American Legion protests that Bridges would desecrate November 11, were met by the statement that the talk was in no way an Armistice Day address. The University took no action and the speech will go on as scheduled. Bridges, who is attending a luncheon in his honor tomorrow, will be in town for the CIO convention.
Case Near Supreme Court
The chain of events which brings Bridges to his present position, waiting for the California court decision which, appealed, will send his case on to the Supreme Court, is one of long conflict.

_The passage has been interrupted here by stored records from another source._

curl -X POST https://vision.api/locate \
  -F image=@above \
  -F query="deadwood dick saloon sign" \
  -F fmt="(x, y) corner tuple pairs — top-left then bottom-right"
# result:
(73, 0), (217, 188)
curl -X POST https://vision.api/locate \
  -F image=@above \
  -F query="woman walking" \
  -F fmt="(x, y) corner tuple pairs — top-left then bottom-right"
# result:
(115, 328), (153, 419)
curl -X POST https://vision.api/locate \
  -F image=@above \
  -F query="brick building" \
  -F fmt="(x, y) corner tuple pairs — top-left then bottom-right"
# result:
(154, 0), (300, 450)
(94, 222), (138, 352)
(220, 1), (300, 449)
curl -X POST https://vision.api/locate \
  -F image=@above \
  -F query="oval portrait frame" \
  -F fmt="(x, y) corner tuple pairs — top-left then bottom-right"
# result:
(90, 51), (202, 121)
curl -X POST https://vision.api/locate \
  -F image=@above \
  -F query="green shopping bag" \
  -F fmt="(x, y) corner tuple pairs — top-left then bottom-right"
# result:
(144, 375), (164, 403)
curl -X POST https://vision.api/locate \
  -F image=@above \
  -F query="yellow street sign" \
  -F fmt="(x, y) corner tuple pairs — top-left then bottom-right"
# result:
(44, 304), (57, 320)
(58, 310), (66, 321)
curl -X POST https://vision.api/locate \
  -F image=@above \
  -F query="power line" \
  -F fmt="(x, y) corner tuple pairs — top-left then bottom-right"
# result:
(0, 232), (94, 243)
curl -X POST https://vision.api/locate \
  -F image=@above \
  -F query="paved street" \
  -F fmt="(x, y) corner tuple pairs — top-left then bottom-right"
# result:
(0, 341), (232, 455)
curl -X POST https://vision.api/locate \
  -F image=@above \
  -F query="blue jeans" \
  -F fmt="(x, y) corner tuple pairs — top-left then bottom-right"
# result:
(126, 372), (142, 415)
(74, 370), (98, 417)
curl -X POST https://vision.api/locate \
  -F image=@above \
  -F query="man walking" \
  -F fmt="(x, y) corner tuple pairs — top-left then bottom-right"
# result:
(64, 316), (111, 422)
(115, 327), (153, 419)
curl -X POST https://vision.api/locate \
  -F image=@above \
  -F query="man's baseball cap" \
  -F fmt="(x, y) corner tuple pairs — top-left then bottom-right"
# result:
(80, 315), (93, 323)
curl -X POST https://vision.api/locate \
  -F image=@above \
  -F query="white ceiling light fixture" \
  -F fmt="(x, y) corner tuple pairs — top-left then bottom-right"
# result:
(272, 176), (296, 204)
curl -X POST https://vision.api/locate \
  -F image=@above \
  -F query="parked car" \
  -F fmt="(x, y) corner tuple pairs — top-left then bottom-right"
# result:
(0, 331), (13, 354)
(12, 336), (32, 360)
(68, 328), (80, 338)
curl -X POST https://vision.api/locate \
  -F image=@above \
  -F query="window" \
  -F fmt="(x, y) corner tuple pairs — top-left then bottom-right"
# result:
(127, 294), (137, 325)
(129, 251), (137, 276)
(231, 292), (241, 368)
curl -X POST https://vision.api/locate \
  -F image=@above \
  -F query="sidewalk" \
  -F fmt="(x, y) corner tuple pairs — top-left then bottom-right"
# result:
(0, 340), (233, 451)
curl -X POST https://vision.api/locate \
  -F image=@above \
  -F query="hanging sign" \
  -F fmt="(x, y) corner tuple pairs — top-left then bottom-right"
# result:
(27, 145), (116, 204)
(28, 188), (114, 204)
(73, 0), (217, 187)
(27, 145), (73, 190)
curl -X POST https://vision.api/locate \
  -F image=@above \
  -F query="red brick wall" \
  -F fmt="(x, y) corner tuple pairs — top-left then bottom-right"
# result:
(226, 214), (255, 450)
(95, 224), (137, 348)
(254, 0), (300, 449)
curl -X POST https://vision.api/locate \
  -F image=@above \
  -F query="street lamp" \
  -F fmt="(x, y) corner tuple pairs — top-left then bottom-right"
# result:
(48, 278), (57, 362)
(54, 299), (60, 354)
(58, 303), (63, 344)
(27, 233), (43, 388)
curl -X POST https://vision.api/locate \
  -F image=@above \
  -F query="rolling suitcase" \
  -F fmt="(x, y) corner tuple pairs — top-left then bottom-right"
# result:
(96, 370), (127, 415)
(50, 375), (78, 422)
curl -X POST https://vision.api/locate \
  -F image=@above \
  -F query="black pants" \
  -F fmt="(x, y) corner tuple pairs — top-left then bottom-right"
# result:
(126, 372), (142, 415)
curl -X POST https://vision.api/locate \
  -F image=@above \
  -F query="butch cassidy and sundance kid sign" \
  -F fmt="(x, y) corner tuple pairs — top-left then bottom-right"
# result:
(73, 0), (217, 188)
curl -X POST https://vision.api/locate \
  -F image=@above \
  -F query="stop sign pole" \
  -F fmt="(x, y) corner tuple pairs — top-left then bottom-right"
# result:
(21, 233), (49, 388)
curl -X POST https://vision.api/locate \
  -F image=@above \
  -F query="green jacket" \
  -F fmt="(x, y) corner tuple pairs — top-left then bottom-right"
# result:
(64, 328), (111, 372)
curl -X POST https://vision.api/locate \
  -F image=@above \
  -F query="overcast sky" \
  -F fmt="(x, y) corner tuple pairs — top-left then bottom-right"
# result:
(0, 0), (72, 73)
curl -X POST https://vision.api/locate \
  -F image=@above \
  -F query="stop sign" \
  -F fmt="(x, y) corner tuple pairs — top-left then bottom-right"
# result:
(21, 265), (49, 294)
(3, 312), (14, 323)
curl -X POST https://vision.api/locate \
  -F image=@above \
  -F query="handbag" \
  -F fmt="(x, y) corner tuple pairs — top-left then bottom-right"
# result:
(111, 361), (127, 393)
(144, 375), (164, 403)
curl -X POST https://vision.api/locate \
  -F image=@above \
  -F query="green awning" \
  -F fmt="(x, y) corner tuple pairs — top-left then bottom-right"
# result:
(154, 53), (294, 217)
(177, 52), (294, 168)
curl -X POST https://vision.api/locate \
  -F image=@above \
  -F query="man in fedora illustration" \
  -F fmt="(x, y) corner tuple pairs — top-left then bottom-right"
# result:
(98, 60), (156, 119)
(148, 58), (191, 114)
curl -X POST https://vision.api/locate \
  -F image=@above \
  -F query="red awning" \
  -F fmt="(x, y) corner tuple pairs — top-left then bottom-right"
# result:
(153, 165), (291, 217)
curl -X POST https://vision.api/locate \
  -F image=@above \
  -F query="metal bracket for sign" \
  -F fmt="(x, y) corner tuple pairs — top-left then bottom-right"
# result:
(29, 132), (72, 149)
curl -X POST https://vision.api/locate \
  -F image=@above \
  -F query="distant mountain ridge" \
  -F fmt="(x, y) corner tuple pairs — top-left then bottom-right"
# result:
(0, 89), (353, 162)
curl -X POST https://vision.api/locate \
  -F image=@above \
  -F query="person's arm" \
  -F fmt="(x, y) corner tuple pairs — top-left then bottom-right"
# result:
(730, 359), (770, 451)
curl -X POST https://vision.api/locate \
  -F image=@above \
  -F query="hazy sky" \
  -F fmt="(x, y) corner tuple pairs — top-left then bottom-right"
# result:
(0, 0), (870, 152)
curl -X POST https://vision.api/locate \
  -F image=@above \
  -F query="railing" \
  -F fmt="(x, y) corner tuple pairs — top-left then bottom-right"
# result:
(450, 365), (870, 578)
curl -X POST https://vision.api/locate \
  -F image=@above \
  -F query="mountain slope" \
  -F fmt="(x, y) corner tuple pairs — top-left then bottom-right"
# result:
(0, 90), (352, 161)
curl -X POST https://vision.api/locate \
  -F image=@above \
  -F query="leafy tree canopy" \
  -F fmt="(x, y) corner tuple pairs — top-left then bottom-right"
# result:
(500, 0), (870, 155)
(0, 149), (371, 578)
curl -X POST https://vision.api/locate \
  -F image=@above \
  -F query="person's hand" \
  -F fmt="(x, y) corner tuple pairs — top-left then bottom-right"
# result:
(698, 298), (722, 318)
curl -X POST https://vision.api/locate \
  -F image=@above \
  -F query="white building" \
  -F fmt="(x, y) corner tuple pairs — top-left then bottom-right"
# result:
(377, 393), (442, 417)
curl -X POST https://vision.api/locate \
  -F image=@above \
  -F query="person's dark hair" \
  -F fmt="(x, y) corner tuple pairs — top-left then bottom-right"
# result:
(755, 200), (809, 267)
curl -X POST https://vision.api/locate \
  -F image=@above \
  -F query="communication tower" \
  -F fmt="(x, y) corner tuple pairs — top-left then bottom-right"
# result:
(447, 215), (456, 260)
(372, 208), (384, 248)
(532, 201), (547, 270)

Bridges arrived in the United States in 1920, at the age of 20. After the bloody dockyard strikes of 1934, the Communist charges began to pour in, and in 1936 Bridges was exonerated from those charges by the Department of Labor. Then in 1938 a special commission under Dean Landis of the Law School decided that he was not deportable. His methods, Landis said, were not "other than those that the framework of democratic and constitutional government permits."
Again Cleared
But the case was reopened and the Board of Immigration Appeals cleared him this time. Bridges went ahead with his work and the job his longshoremen did in expediting Pacific shipping was praised by admirals, shipbuilders, and the O.W.I. Attorney-General Biddle's decree, which had been expected to confirm the Board's decision as precedent indicated, suddenly reversed the situation, and Bridges, as of today, is deportable.